Köy yerleşik alanı ve civarında imar yetkisi
Tarih: 23.03.2012 Saat: 00:23
Konu: imar


                    T.C.

           D A N I Ş T A Y

İdari Dava Daireleri Kurulu

 

Esas No:2006/2078

Karar No:2010/391

Özeti : İdarenin imar mevzuatından kaynaklanan yetkisini kullanabilmesi için mutlaka köy yerleşme planı yapılması ve/veya köy yerleşik alanının ve civarının tesbit edilmiş olmasına gerek bulunmadığı; köy yerleşik alanı ve civarının tesbitinin yapılmamış olması durumunda da bu alanlarda Valiliklerin yetkili bulunduğunun kabulü gerektiği hakkında.

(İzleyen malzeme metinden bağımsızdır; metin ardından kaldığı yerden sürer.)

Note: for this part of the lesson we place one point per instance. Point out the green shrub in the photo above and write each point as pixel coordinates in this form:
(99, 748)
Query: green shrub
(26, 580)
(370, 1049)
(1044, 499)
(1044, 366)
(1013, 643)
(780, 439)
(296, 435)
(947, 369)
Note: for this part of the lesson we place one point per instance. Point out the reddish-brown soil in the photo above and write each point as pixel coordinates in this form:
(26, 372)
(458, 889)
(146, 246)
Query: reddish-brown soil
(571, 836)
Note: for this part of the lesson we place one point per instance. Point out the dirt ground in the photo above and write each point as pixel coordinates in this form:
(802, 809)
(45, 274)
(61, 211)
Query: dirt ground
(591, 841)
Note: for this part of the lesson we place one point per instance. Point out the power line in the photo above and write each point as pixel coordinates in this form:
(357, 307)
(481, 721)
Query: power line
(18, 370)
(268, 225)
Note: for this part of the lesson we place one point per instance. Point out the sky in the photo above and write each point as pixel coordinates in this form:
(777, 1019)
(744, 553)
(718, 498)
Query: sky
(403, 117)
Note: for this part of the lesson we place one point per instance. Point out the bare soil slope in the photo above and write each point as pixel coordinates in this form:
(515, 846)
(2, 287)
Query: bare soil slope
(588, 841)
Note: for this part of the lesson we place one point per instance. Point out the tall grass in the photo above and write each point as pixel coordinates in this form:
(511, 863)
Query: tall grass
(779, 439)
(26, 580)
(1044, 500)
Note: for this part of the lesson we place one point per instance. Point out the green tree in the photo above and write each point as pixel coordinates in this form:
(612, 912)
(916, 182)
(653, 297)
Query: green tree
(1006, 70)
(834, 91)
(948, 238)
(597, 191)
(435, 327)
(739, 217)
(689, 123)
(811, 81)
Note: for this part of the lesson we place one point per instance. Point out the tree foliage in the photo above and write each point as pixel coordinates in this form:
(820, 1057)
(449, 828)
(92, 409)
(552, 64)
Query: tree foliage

Temyiz İsteminde Bulunan (Davalı) : İzmir Valiliği

Karşı Taraf (Davacı) : ...

Vekili                            : Av. ...

İstemin Özeti              : İzmir 1. İdare Mahkemesinin 17.11.2005 günlü,

E:2005/1171, K:2005/1242 sayılı ısrar kararının temyizen incelenerek bozulması davalı idare tarafından istenilmektedir.

Savunmanın Özeti : Savunma verilmemiştir.

Danıştay Tetkik Hakimi …'ın Düşüncesi : Temyiz isteminin kabulü ile ısrar kararının Danıştay Altıncı Daire kararı doğrultusunda bozulması gerektiği düşünülmektedir.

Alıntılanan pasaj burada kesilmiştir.